The U.S. Department of Labor (DOL) today announced that it has begun auditing all permanent labor certification applications filed by attorneys at Fragomen, Del Rey, Bernsen & Loewy LLP.
The DOL has information indicating that in at least some cases the firm improperly instructed clients who filed permanent labor certification applications to contact their attorney before hiring apparently qualified U.S. workers. The audits will determine which, if any, applications should be denied or placed into department-supervised recruitment because of improper attorney involvement in the consideration of U.S. worker applicants.
“The DOL’s decision to further investigate these applications will help ensure the integrity of the permanent labor certification process and ultimately protect job opportunities for American workers,” said Gregory F. Jacob, solicitor of labor. “The DOL takes seriously its responsibility to ensure that American workers have access to jobs they are qualified and willing to do and that their wages and working conditions are not adversely affected by the hiring of foreign workers.”

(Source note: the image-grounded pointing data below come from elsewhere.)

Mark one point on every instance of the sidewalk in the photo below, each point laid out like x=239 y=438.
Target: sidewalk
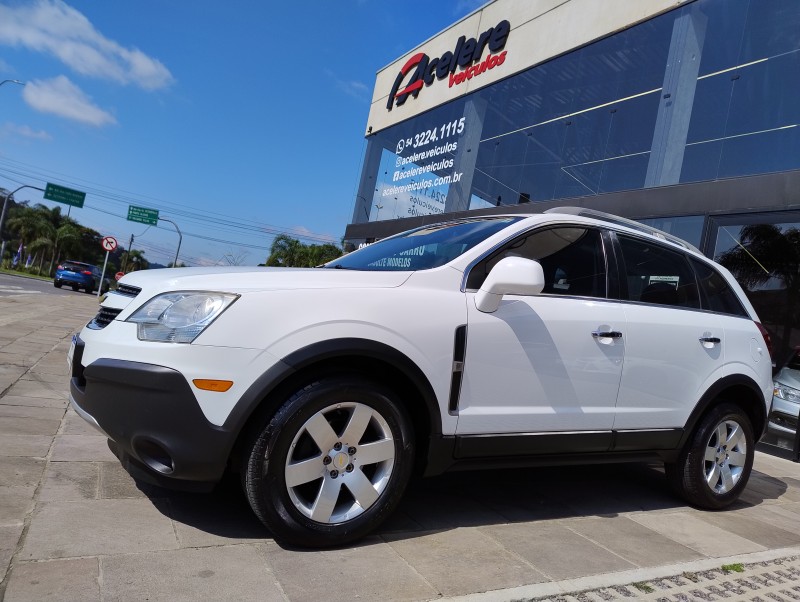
x=75 y=526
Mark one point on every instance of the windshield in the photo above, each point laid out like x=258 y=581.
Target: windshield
x=423 y=248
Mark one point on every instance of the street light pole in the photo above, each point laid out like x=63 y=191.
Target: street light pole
x=180 y=239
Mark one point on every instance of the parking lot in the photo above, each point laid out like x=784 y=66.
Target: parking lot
x=75 y=526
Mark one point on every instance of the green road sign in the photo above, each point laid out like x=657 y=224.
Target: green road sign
x=62 y=194
x=143 y=215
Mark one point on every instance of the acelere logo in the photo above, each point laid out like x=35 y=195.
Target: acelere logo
x=468 y=51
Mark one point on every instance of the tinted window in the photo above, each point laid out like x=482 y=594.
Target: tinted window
x=716 y=292
x=572 y=260
x=423 y=248
x=655 y=274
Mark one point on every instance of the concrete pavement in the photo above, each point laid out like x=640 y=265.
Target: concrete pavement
x=75 y=526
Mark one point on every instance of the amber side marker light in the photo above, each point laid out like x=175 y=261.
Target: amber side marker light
x=207 y=384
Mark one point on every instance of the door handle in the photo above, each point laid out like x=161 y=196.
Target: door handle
x=606 y=334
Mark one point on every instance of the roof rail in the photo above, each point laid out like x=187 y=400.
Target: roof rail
x=621 y=221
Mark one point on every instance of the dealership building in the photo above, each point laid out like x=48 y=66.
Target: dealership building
x=680 y=114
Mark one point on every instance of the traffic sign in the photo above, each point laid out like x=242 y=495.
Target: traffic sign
x=62 y=194
x=109 y=243
x=143 y=215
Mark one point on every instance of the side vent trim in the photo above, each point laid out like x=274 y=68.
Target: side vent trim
x=459 y=353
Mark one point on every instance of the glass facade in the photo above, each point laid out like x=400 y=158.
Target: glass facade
x=704 y=92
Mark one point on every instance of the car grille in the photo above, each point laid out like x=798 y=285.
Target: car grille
x=104 y=317
x=127 y=290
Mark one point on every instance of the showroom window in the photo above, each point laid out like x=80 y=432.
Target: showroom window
x=703 y=92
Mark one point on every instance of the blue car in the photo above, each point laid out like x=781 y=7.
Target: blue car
x=79 y=275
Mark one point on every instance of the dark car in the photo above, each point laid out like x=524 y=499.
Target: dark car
x=79 y=275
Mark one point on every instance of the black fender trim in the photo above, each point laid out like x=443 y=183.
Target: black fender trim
x=714 y=392
x=330 y=350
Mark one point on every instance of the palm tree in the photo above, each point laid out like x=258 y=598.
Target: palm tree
x=285 y=251
x=30 y=224
x=766 y=253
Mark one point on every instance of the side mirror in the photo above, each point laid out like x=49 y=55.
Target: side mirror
x=511 y=276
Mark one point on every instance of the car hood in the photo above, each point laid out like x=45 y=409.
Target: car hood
x=244 y=279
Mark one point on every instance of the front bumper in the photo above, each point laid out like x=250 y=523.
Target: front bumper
x=153 y=417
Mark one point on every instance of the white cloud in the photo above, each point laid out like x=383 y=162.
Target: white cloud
x=24 y=131
x=353 y=88
x=61 y=97
x=466 y=7
x=53 y=27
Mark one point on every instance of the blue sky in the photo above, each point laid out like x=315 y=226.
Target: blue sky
x=237 y=120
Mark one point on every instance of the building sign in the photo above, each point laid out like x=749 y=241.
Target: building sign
x=466 y=55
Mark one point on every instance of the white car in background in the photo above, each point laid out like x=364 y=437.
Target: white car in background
x=783 y=415
x=563 y=337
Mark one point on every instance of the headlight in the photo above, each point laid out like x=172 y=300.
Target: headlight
x=787 y=393
x=179 y=317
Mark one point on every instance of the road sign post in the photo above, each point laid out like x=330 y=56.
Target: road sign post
x=62 y=194
x=143 y=215
x=109 y=243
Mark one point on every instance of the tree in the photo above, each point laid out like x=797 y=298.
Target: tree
x=290 y=252
x=766 y=256
x=134 y=260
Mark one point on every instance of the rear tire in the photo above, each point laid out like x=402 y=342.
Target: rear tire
x=713 y=469
x=331 y=464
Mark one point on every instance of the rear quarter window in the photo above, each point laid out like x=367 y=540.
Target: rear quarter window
x=717 y=295
x=657 y=275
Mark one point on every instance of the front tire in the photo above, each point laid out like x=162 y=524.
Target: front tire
x=714 y=468
x=331 y=464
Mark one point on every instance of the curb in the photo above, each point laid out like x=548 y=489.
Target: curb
x=623 y=578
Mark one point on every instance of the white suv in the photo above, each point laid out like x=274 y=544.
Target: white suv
x=570 y=336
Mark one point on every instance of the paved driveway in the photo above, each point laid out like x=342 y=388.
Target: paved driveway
x=75 y=526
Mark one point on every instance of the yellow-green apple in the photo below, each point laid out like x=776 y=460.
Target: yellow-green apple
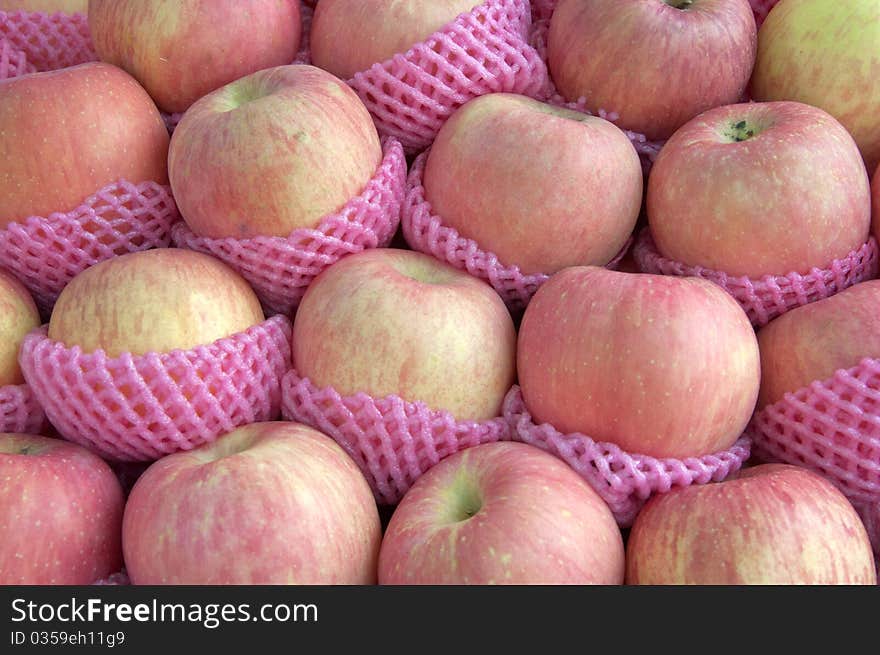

The permanent labor certification process, established by the Immigration and Nationality Act (INA), allows employers to sponsor aliens for permanent residence (secure a “green card”) to fill positions for which no qualified, willing and available U.S. workers can be found. The department’s regulations set forth detailed procedures by which an employer seeking certification must demonstrate that no qualified U.S. workers can be located.
The department’s regulations specifically prohibit an employer’s immigration attorney or agent from participating in considering the qualifications of U.S. workers who apply for positions for which certification is sought, unless the attorney is normally involved in the employer’s routine hiring process. Where an employer does not normally involve immigration attorneys in its hiring process, there is no legitimate reason to consult with immigration attorneys before hiring apparently qualified U.S. workers who have responded to recruitment required by the permanent labor certification program.
In 2004, the department adopted reforms streamlining the permanent labor certification process by moving to an attestation-based system. Audits of applications are one of the major deterrents used by the department to ensure program integrity.